Conceptually, this is the right move. A retailer does not run one isolated newsvendor problem in a vacuum. Store-level decisions interact with DC replenishment, upstream aggregation, and allocation rules. Forecast error can therefore migrate through the network. A store-level miss is local; a DC-level miss can affect many outlets.

The business implication is also clear: the value of forecasting depends on where the forecast enters the system. A model used only for store replenishment may improve shelf availability locally. A model used at the distribution center may affect network-wide allocation, upstream purchase orders, and the timing of replenishment across stores.

However, the article should not overstate the evidence here. In the accessible arXiv HTML, the detailed numeric table is concentrated on single-echelon performance and shortage-penalty sensitivity. The two-echelon framework is described methodologically and discussed as an extension, but the strongest reported numerical evidence is still the single-echelon comparison.

That does not make the two-echelon contribution irrelevant. It means the contribution is partly architectural: the paper shows how to propagate forecasts into a network-level simulator, which is closer to how supply chains actually operate. For business readers, that architectural step may be more valuable than another fractional improvement in RMSE.

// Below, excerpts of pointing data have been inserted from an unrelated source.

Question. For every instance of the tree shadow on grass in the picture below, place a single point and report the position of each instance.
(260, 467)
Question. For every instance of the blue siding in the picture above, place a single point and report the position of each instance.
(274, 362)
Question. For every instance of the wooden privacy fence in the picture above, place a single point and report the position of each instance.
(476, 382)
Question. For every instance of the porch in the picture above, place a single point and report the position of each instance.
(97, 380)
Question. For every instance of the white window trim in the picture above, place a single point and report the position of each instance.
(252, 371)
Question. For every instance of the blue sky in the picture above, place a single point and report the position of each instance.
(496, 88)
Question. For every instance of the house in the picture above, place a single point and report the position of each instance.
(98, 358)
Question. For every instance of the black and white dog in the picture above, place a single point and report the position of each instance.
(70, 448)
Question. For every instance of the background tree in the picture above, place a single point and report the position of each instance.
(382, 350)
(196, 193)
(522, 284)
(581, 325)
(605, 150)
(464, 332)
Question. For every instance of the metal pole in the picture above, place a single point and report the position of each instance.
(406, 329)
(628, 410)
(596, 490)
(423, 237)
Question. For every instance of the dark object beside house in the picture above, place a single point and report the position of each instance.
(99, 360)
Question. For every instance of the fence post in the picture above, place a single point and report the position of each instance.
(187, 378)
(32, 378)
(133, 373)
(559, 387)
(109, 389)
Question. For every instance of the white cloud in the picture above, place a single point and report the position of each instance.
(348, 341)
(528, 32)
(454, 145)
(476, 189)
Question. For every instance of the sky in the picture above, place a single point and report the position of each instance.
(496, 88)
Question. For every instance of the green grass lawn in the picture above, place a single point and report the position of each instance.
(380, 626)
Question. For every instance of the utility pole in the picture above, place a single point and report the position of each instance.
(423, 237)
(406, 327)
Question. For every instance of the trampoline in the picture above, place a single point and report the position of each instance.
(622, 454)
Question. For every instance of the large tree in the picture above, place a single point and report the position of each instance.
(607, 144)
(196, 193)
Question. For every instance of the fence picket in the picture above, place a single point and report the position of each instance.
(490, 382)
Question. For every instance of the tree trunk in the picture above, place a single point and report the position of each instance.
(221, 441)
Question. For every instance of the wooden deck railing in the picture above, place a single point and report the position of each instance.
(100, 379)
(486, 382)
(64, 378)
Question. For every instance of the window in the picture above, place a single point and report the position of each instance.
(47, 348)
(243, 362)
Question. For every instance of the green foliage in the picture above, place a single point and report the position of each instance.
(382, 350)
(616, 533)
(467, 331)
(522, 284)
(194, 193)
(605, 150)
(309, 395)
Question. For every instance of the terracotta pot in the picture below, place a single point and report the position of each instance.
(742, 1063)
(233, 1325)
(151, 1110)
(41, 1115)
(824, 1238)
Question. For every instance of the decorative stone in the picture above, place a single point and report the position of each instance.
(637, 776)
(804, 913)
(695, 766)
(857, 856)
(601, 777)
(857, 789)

What each experiment is actually doing

A useful way to read the paper is to separate the purpose of each test. Not every table is trying to prove the same thing.

Paper component	Likely purpose	What it supports	What it does not prove
Seven-model forecast comparison	Main evidence	Learning-based models improve forecast and inventory KPIs on the CA_FOODS_1 test split	Universal model dominance across all retail categories
Single-echelon newsvendor simulation	Main evidence	Forecasts can be evaluated by cost and fill rate, not only RMSE/MAE	Fully optimized replenishment under lead times, safety stock, or service constraints
Shortage-penalty variation	Robustness/sensitivity test	Deep-model advantages remain broadly stable as shortage cost changes	Stability under all cost structures or stochastic ordering policies
Two-echelon DC-store formulation	Exploratory/architectural extension	Forecast evaluation can be propagated into a network setting	A complete empirical proof of multi-echelon superiority with detailed network KPIs
Discussion of future probabilistic forecasts	Boundary and next-step framing	Point forecasts are not the end state for inventory-aware forecasting	Current results already solve service-level optimization

This separation is not academic bookkeeping. It prevents a common reading error: treating every part of a paper as equally proven. The main empirical evidence says the forecasting-to-inventory evaluation is useful and that deep models perform strongly on this controlled retail subset. The two-echelon part says the same logic can be extended into a more realistic network formulation. Those are related claims, but they are not identical claims.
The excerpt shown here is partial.